Monday, Oct. 24, 1977
"There's a little bit of the child in all of us; we all want to be in the circus," says Actress Betty White, who gets her wish in an upcoming Circus of Stars. White's ringmates in the December CBS-TV special will include Actors Peter Fonda and Richard Roundtree and Jack Ford. White is teamed up with a camel. "Working with animals is a lot easier than working with some actors," she said after the taping. Did she feel upstaged? "Heavens no. I'd much rather see an animal act up there than some tired old broad."
That blur in a business suit racing through New York City was Vice President Walter Mondale, stumping in behalf of local Democratic candidates. One of Mondale's more leisurely stops, however, was at a $100-a-plate dinner to honor Martin Luther King Sr., 77, and to raise funds for the Center for Social Change, headed by Coretta King. Among the 2,000 present: U.N. Ambassador Andrew Young, New York City Mayor Abe Beame and New York Governor Hugh Carey. The program, which included a reading of Martin Jr.'s famous "I Have a Dream" speech by Actor Paul Winfield, ended with an all-embracing finale--the civil rights anthem We Shall Overcome sung in French, Russian, Spanish, Arabic, Chinese and English.

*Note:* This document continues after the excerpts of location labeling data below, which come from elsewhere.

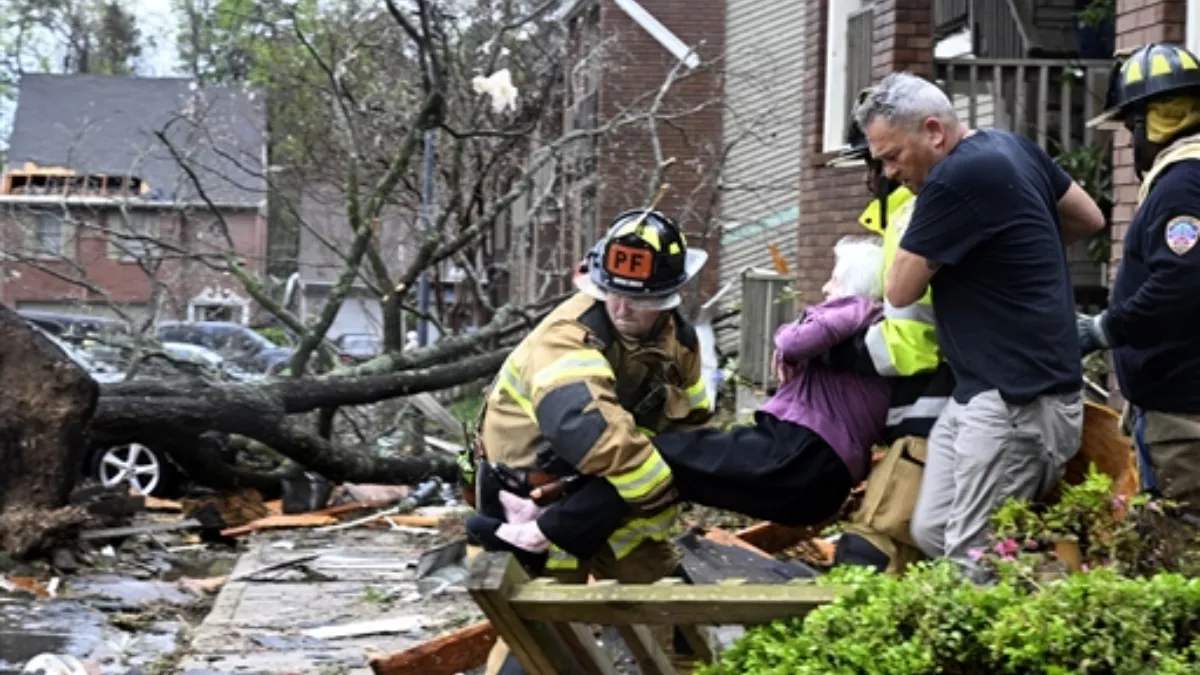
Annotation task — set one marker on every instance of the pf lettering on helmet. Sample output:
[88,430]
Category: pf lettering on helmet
[636,264]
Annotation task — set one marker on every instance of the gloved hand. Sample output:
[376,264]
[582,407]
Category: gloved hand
[1091,334]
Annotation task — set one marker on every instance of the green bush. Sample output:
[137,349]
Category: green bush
[1122,615]
[937,621]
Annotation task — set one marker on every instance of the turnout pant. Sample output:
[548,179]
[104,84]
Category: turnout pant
[984,452]
[773,471]
[1169,457]
[879,532]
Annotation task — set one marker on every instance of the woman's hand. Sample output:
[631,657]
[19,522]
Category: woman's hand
[783,370]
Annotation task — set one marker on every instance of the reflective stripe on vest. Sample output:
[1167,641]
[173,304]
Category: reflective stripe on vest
[905,342]
[1187,148]
[624,541]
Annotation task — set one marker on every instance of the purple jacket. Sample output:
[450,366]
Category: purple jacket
[846,410]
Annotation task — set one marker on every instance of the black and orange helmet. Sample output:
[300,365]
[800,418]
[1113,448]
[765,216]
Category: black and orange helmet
[646,255]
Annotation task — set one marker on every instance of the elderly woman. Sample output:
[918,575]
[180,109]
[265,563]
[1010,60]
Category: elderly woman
[796,465]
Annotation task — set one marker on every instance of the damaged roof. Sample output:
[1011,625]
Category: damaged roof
[106,125]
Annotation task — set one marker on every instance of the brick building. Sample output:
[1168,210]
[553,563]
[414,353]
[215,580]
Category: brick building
[618,55]
[1023,65]
[96,210]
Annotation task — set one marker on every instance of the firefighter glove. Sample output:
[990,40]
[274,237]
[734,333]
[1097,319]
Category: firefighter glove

"I feel I owe the American people an explanation of what happened," said the frail, blue-eyed woman. After a decade of obscurity in Texas, Marina Oswald Porter, 36, was in New York City to face a press conference and stir up publicity for Marina and Lee, an account of her life with Kennedy Assassin Lee Harvey Oswald, written by Priscilla Johnson McMillan. "My regret through the years has been immense," said Marina, who now lives on a 17-acre farm outside Dallas with her three children (two by Oswald) and Kenneth Porter, a sewing-machine salesman. Marina, who will share in the book's royalties, insisted that Oswald had acted alone and that she still grieved for the President's widow, Jacqueline Kennedy Onassis. Then she added, almost unnecessarily: "Sometimes I do feel sorry for myself."
During his successful race for the West Virginia governorship last November, Jay Rockefeller kept a tight lip when it came to talk of his wealth. "I am too rich to steal," one less-than-tactful aide quoted him as saying during the campaign. How true. Last week, while Wife Sharon was in Washington testifying on her appointment to the Corporation for Public Broadcasting, Rockefeller finally released a financial report. His net worth: $19,716,479 in trust funds, property, furniture, art and other possessions.
Her role last year as a bitchy TV executive in Network brought Faye Dunaway an Academy Award. Now Faye hopes to click, behind smaller lenses, as a fashion photographer in Eyes. "She's beautiful and representative of the beauty and fashion world that this film is about," says Producer Jon Peters, the former hairdresser who earned his first moviemaker credits with Housemate Barbra Streisand's A Star Is Born. Eyes is now on location in New York, and the producer says he is having more fun than on his first trip to the Big Apple. He was 13 then, a California runaway who was working in a Manhattan hotel at night--tinting the hair of hookers and that of their French poodles. Says he: "It was in the days when they had color-coordinated dogs."